The above picture is the castle as viewed from below and there are swings, trees to climb, and a jungle gym up the steps and to the right. It was a very cloudy, windy, blustery day.
This picture is taken from the same spot, but in the opposite direction. While I was at the park, two little girls from CP (the first grade class) came up and said, "Bonjour maîtresse!" I'm starting to get a lot of random children saying that to me as I walk around town. It's adorable and a little odd at the same time since I don't know hardly any of their names yet. I'm usually really good with names but seeing as how I haven't met any of them individually and I'm only going to be in their classes for 30-45 minutes a week, memorizing names will be a more difficult task, especially since most of them are French names I've never heard of before.
This Monday and Tuesday I did more observation at a school and then showed pictures of the desert to the CE2 class (3rd grade) as well as the scorpion sucker I bought from Walgreens before I left for France. In somewhat stereotypical gender fashion, the boys wanted to spend at least a full two minutes holding the specimen and pretending like they were opening the packaging to eat it while the girls quickly glanced and passed it on with just two fingers pinching the end furthest from the scorpion. One girl whispered to her friend, "Ça me fait peur."
I have to admit that I jump a little every time I come across it in my purse.
Last week I observed my first English lesson. They sang a song to learn how to ask basic introductory questions and how to answer them. It was hard not to laugh though because the song was so robotic and unnatural sounding. I guess there's nothing wrong with a bit of repetition, but I can just imagine the stares little French children would get for coming to America and asking, "What's your, what's your, what's your name?"

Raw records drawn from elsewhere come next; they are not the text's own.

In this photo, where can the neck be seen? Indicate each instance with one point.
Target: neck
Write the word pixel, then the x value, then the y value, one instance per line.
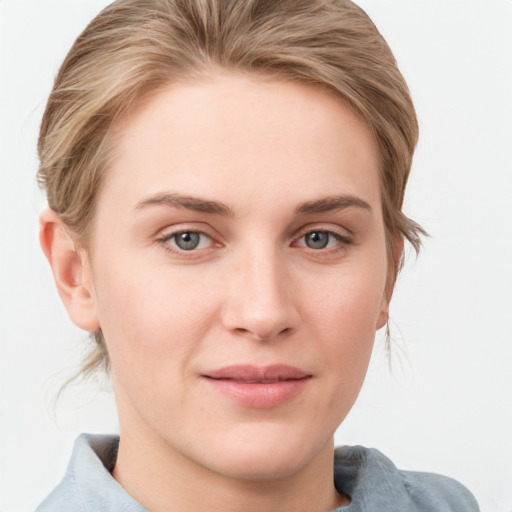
pixel 161 479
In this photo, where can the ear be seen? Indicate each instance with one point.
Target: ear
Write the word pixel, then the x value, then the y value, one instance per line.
pixel 395 254
pixel 70 270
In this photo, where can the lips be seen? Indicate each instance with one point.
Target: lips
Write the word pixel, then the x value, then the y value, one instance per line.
pixel 258 387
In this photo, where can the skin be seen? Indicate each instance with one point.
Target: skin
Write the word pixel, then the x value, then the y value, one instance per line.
pixel 252 292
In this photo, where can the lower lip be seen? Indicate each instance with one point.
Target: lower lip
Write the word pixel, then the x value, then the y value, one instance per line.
pixel 259 395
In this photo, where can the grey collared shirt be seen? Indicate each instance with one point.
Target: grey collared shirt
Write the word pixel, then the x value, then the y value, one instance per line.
pixel 370 479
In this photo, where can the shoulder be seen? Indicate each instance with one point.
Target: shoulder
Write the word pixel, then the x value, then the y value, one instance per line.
pixel 372 480
pixel 88 485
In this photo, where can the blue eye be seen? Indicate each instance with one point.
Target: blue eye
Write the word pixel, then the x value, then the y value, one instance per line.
pixel 317 239
pixel 187 241
pixel 322 239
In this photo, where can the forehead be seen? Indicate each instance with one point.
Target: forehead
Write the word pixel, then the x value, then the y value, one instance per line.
pixel 242 133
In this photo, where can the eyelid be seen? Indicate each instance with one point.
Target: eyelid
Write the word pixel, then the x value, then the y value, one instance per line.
pixel 168 233
pixel 343 233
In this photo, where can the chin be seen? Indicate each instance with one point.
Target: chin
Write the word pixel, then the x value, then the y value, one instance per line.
pixel 265 455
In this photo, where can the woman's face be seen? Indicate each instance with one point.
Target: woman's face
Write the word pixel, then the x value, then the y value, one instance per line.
pixel 238 271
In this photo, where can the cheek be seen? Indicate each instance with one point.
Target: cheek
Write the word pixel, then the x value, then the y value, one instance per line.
pixel 151 318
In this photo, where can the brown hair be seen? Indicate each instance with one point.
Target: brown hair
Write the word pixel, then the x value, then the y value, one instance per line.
pixel 135 47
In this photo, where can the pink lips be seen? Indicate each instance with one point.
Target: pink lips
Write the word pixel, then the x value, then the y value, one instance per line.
pixel 259 387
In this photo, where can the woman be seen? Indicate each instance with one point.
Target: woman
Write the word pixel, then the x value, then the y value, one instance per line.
pixel 225 182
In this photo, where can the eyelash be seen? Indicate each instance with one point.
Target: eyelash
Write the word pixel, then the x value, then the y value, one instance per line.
pixel 343 242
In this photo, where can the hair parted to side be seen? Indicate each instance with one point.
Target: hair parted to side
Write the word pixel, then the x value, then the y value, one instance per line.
pixel 135 47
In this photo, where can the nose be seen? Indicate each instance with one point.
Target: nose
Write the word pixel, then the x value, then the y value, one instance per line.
pixel 262 300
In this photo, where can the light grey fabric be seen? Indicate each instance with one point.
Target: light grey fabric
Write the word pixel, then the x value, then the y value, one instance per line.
pixel 371 480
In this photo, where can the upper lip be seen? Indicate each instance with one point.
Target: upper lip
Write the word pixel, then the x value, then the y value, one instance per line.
pixel 256 374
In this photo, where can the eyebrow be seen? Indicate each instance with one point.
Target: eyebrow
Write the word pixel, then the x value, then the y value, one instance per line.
pixel 324 204
pixel 331 203
pixel 188 202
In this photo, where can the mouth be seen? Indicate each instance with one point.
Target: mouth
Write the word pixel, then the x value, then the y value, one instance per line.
pixel 259 387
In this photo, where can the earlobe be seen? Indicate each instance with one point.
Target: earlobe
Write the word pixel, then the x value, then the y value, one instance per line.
pixel 396 255
pixel 69 267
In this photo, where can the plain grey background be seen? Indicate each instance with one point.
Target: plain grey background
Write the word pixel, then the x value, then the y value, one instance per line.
pixel 446 406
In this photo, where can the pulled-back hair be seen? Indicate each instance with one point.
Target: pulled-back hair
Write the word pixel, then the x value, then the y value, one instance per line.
pixel 133 48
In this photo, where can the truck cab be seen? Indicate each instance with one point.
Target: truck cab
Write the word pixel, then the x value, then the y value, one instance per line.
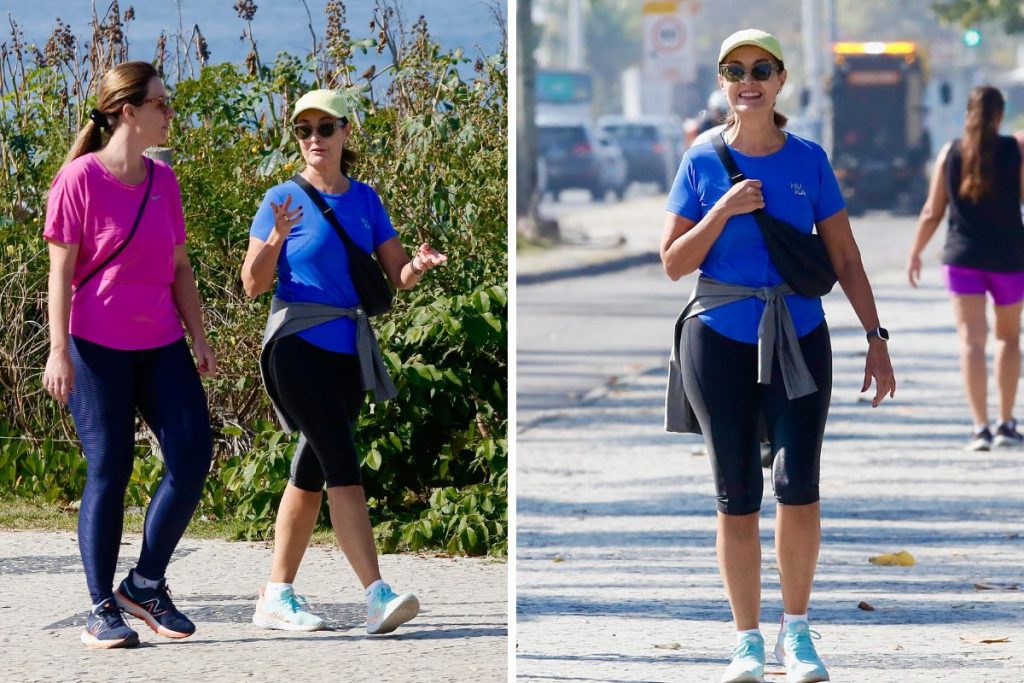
pixel 880 145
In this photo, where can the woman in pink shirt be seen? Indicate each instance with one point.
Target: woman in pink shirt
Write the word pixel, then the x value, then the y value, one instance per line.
pixel 120 288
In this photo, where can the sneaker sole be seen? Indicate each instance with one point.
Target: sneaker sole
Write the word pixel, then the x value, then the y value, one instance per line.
pixel 403 611
pixel 92 642
pixel 272 623
pixel 139 612
pixel 815 678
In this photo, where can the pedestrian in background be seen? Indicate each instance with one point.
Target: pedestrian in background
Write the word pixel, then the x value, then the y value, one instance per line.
pixel 120 287
pixel 979 177
pixel 320 356
pixel 743 319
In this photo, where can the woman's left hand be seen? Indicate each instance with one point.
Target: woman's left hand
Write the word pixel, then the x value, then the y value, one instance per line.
pixel 427 257
pixel 879 368
pixel 205 359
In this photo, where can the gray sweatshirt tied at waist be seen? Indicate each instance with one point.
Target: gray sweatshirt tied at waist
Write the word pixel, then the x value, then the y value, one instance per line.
pixel 289 317
pixel 775 335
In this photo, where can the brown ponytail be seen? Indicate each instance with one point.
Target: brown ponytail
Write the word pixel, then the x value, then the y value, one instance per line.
pixel 125 84
pixel 978 147
pixel 348 157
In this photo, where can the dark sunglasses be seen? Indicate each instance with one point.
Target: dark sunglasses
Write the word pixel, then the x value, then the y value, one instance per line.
pixel 759 72
pixel 303 131
pixel 163 102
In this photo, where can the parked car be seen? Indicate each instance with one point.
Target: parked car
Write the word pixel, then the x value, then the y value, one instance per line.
pixel 572 156
pixel 652 146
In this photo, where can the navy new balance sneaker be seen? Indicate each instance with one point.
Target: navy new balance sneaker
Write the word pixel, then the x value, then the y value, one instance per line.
pixel 154 606
pixel 105 628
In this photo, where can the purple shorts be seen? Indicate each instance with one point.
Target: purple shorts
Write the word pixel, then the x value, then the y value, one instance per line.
pixel 1006 288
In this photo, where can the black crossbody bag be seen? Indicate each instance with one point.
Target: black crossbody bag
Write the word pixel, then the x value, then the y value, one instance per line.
pixel 375 293
pixel 121 247
pixel 800 257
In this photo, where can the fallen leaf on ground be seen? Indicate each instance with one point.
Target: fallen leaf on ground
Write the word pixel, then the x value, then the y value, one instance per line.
pixel 975 639
pixel 900 559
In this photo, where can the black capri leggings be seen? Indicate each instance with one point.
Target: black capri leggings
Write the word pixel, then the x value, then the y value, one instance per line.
pixel 322 391
pixel 720 379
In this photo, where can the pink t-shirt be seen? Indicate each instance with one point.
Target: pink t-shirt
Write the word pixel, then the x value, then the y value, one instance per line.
pixel 129 304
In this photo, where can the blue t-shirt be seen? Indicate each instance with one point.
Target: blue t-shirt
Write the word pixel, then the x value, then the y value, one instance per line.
pixel 313 261
pixel 799 187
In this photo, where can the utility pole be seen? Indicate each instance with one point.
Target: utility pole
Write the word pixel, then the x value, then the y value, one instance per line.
pixel 574 39
pixel 811 19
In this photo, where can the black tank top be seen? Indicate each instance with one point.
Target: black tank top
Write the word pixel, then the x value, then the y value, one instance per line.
pixel 989 235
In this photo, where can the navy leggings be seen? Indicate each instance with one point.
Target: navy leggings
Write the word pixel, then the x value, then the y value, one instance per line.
pixel 109 386
pixel 323 393
pixel 720 379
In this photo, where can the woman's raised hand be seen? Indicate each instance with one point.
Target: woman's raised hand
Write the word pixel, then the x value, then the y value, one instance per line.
pixel 427 257
pixel 743 197
pixel 284 218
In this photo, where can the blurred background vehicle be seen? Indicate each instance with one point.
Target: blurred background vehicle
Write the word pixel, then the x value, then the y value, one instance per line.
pixel 572 156
pixel 652 146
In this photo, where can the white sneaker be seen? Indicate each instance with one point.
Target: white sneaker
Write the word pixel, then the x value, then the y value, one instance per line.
pixel 287 612
pixel 386 611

I am really excited to get started, but unfortunately I won't actually be teaching for quite awhile. Next week I'll be in Grenoble for a training and then the week after that is the Toussaint vacation, so I won't be back in the classroom until November 3rd! We'll need to have a belated Halloween celebration because I have about 300 stickers, tattoos, pencils, erasers, and other Halloween-themed stuff to use up. This will be a much more low-key Halloween than usual, but I'm hoping to at least get my hands on a bag of candy corn pumpkins via my sister and the French postal service.